13. Memory Hierarchy

This lab studies the memory hierarchy of the Raspberry Pi 4 Model B boards used in class. Section 13.1 benchmarks the bandwidth of the respective memory levels by repeatedly reading the same data from cache / memory. Next, Section 13.1 follows the ideas of the lectures to highlight issues if spatial locality is not kept in mind. The design and implementation of a cache-aware algorithm which transposes a matrix concludes the lab in Section 13.3.

13.1. Temporal Locality

In the lectures, we repeatedly computed the sum \(\sum_{k=0}^{n-1} a_k\) of an array \(\vec{a} = (a_0, \ldots, a_{n-1})\) to benchmark the read bandwidth of M2’s cache levels and main memory. Since the benchmark computed the sum repeatedly, the data remained in the respective memory level. Thus, we harnessed temporal locality since smaller arrays fit into lower levels of cache.

M2 is a heterogeneous System on Chip (SoC) featuring four Avalanche performance cores and four Blizzard efficiency cores. We have seen that the two core types’ cache specifications differ. In this part of the lab, we repeat the performance benchmarking using the class’s Raspberry Pis.
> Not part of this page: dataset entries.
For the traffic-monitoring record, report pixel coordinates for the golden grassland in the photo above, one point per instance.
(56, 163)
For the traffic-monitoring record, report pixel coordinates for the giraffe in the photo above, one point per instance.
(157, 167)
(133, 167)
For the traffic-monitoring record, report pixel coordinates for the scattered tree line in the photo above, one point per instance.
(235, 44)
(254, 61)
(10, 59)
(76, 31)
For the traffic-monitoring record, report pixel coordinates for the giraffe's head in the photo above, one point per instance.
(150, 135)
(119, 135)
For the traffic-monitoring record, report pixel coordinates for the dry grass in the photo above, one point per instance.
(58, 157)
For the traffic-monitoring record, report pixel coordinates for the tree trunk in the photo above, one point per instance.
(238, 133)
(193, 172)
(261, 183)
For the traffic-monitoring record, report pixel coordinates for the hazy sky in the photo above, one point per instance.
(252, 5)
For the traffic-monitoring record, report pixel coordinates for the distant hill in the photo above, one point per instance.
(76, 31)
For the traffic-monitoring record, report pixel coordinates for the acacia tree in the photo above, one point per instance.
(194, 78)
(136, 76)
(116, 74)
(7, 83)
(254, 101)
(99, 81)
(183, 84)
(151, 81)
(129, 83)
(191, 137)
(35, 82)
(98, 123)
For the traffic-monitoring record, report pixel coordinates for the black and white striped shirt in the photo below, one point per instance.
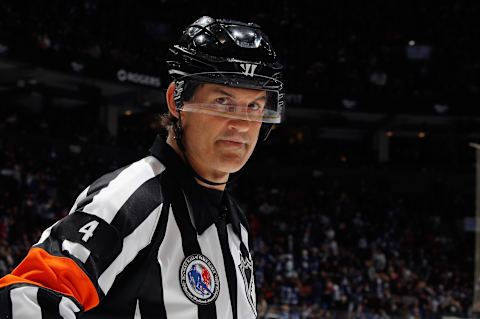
(145, 241)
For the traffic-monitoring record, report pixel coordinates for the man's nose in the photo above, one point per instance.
(239, 125)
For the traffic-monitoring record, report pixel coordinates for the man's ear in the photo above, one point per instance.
(172, 108)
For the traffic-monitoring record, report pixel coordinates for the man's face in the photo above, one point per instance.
(220, 144)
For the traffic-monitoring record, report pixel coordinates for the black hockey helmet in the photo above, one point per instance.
(231, 53)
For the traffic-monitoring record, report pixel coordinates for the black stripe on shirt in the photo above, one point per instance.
(49, 304)
(230, 269)
(190, 243)
(138, 206)
(98, 185)
(151, 302)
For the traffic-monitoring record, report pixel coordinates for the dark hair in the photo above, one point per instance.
(167, 120)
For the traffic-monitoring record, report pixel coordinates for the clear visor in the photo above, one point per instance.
(235, 103)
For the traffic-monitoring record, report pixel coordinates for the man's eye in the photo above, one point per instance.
(254, 107)
(222, 101)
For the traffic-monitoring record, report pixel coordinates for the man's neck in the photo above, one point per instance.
(203, 173)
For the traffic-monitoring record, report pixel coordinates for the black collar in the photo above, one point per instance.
(205, 203)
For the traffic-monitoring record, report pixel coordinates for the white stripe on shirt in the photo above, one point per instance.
(210, 246)
(25, 303)
(111, 198)
(243, 306)
(132, 244)
(67, 308)
(177, 305)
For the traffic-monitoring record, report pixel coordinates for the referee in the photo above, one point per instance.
(162, 237)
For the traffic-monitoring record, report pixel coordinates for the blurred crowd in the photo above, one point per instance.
(395, 57)
(323, 246)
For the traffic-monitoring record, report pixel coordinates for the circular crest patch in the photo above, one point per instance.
(199, 279)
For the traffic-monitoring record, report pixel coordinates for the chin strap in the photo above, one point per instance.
(178, 129)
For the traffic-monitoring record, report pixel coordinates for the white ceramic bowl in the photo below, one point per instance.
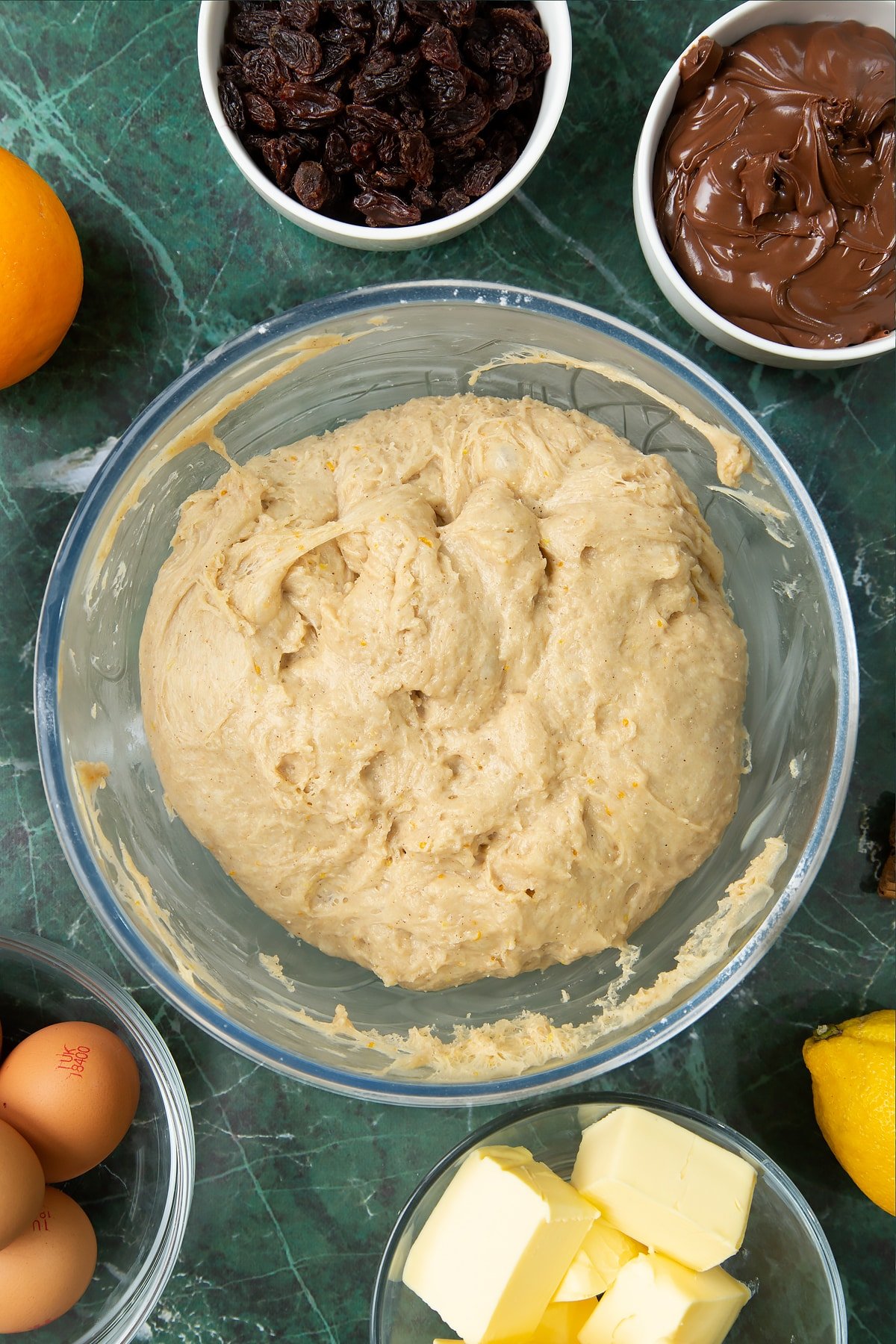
(555, 20)
(734, 26)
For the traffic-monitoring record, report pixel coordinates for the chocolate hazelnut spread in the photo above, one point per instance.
(774, 181)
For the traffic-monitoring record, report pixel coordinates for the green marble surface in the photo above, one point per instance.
(297, 1189)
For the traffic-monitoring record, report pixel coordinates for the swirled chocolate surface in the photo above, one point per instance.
(774, 181)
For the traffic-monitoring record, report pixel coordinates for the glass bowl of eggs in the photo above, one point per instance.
(697, 1236)
(82, 1068)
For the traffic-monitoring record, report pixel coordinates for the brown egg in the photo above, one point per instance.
(72, 1090)
(47, 1269)
(20, 1184)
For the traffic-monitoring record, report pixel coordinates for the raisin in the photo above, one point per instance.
(458, 13)
(417, 156)
(383, 111)
(337, 52)
(368, 87)
(336, 156)
(304, 105)
(252, 26)
(264, 72)
(301, 52)
(312, 186)
(282, 156)
(523, 25)
(462, 121)
(509, 55)
(423, 199)
(231, 105)
(482, 176)
(383, 208)
(260, 111)
(386, 13)
(504, 90)
(388, 179)
(453, 201)
(351, 13)
(422, 11)
(444, 87)
(300, 13)
(440, 47)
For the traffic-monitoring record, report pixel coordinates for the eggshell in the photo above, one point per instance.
(20, 1184)
(72, 1090)
(47, 1269)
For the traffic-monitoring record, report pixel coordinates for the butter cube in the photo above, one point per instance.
(581, 1281)
(561, 1323)
(667, 1187)
(657, 1301)
(609, 1250)
(497, 1243)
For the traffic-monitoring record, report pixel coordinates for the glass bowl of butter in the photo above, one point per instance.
(180, 915)
(618, 1218)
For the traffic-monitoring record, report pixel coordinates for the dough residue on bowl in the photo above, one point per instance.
(453, 691)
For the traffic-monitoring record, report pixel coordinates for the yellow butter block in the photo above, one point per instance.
(609, 1250)
(496, 1246)
(561, 1323)
(665, 1187)
(657, 1301)
(582, 1280)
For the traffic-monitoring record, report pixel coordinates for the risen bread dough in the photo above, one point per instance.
(452, 691)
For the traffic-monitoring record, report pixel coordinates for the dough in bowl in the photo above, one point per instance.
(452, 691)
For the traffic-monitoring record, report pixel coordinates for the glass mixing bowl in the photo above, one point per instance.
(139, 1198)
(172, 909)
(785, 1258)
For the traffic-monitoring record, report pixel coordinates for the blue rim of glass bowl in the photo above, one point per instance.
(74, 844)
(156, 1269)
(771, 1172)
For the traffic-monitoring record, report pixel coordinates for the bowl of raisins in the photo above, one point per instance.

In contrast to M2, the Pis are homogeneous w.r.t. to the used cores since all of them have the same Cortex-A72 microarchitecture.

Tasks

Look up the L1 and L2 cache specifications of the cores used in the Raspberry Pi 4 Model B. What cache line size is used?
Benchmark the read bandwidth of the Raspberry Pis for different data sizes in the range from 4,096 bytes to 2GiB. Run each benchmark configuration for at least one second.
Visualize the obtained results.

13.2. Spatial Locality

This section uses the dot product \(\vec{a} \cdot \vec{b} = \sum_{k=0}^{n-1} a_k b_k\) of the two vectors \(\vec{a} = (a_0, \ldots, b_{n-1})\) and \(\vec{b} = (b_0, \ldots, b_{n-1})\) as running example. We choose the size \(n\) of the two vectors sufficiently large such that they do not fit into any cache level. Specifically, we use \(n=134,217,728\) and uint64_t elements such that each vector requires 1GiB of memory. Similar to the lectures’ example which incremented the values of an array, we study the performance of different implementations:

\(\sum_{k=0}^{n-1} a_k b_k\)
\(\left( \sum_{k=0}^{n/2-1} a_{2k} b_{2k} \right) + \left( \sum_{k=0}^{n/2-1} a_{2k+1} b_{2k+1} \right)\)
\(\sum_{l=0}^{3} \left( \sum_{k=0}^{n/4-1} a_{4k+l} b_{4k+l} \right)\)
\(\sum_{l=0}^{7} \left( \sum_{k=0}^{n/8-1} a_{8k+l} b_{8k+l} \right)\)
\(\sum_{l=0}^{15} \left( \sum_{k=0}^{n/16-1} a_{16k+l} b_{16k+l} \right)\)

Tasks

Assume that \(\vec{a}\) and \(\vec{b}\) are aligned to the cache line size and that the first implementation requires 1s per dot product. What performance do you expect for implementations 2 - 5 when running on a Raspberry Pi 4 Model B’s core? Why?
Implement the various dot product implementations. Use arrays with 134,217,728 elements of type uint64_t. Run your implementation on one of the class’s Pis.

13.3. Matrix Transpose

Section 13.2’s examples are a bit artificial. Possibly all of us would initially opt for the first and fastest implementation. However, in general, the most straightforward implementation is not always the fastest one. One such example is the transposition of a large matrix. In this part of the lab, we are given a vanilla implementation which sets \(B=A^T\) for a \(16,384 \times 16,384\) matrix \(A\) with uint64_t elements. Our goal is to implement a faster version which better exploits spatial locality.

Tasks

Have a look at the vanilla implementation. Which operation is troublesome? Reading the data of \(A\) or writing \(B\)? Why?
Design and implement a new version which is cache-aware. Benchmark your improved implementation!